First-time buyers accounted for half of all home purchase valuations in July, according to the latest research from Connells Survey & Valuation.
The portion of the property purchase market represented by first-time buyers was up six percentage points (49%) on the five-year average for July (43%).
Lender competition drives for remortgages has increased up to 36% of the entire valuations market, making it 10% higher than the five-year average.
The findings suggest that the significant rise in first-time buyer borrowing seen in June has continued through the summer.
First-time buyers took out 36,000 loans in June, up 22% month-on-month and 6% year-on-year, reaching its highest level since November 2006.
John Bagshaw, corporate services director of Connells Survey and Valuation, said that record high employment and competitive mortgage rates has led to the high demand from first-time buyers, which in turn supports the housing market. “But that doesn’t mean it’s an easy task to get a foothold in the market,” he said.
“Economic conditions are still tough.

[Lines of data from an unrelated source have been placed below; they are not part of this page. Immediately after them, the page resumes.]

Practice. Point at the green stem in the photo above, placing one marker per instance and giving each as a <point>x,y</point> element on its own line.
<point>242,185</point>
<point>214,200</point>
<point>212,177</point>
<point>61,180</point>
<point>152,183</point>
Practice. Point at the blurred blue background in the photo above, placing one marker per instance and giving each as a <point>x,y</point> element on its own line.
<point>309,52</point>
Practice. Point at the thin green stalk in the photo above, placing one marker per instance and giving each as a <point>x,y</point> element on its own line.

The increasing cost of living and house price inflation are making it harder to save for a deposit. House prices are around eight times higher than earnings – and they’re rising twice as fast.”

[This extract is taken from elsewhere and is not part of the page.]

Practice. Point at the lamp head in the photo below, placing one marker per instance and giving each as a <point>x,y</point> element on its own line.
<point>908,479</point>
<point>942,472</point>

He added: “With the value of a typical property rising £10,000 in a year, first-time buyers still need help. Perhaps they could be given an exemption from stamp duty?”

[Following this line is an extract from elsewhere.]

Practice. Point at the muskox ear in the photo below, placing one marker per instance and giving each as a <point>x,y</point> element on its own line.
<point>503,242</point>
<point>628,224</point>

While the importance of first-time buyers in the market is increasing, buy-to-let activity has declined with fewer new landlords entering the market.
Government policies, including the stamp duty surcharge and phasing out of buy-to-let mortgage tax relief, have reduced the incentive to invest in the rental market.
“People are still investing in the buy-to-let sector, but there are typically existing landlords looking to expand their portfolio and increase profits to offset increasing tax bills,” Bagshaw commented. “The stamp duty surcharge, combined with the reduction in buy-to-let mortgage tax relief, is potentially dissuading new small-scale, amateur landlords from entering the market.”
As purchasing property falls back to 62% of activity in the mortgage valuations market, remortgaging has risen to 36% in July.
Bagshaw reckons fewer landlords will mean less competition in the lettings market, meaning the matter should be a concern for the Government. “As housing policy is no longer entirely focused on increasing homeownership with the Government accepting the need for a healthy rental sector, they should think again about policies which hold it back. Of course, a serious step-up in house building would help everyone in the market.”
Remortgaging is 10 percentage points higher than the five-year average for July (26%). This indicates that the lower mortgage rates are helping those looking to refinance more than those purchasing property as lender competition continues to rise.
Bagshaw offered some final thoughts. “A large number of these remortgaging are going onto long-term fixed-rate mortgages to lock in to attractive deals. Many feel there could be an economic storm on the horizon as we leave the EU, and there are concerns over a base rate rise.”
“In the purchase market, the shortage of housing stock means people are finding it harder to see their next move.”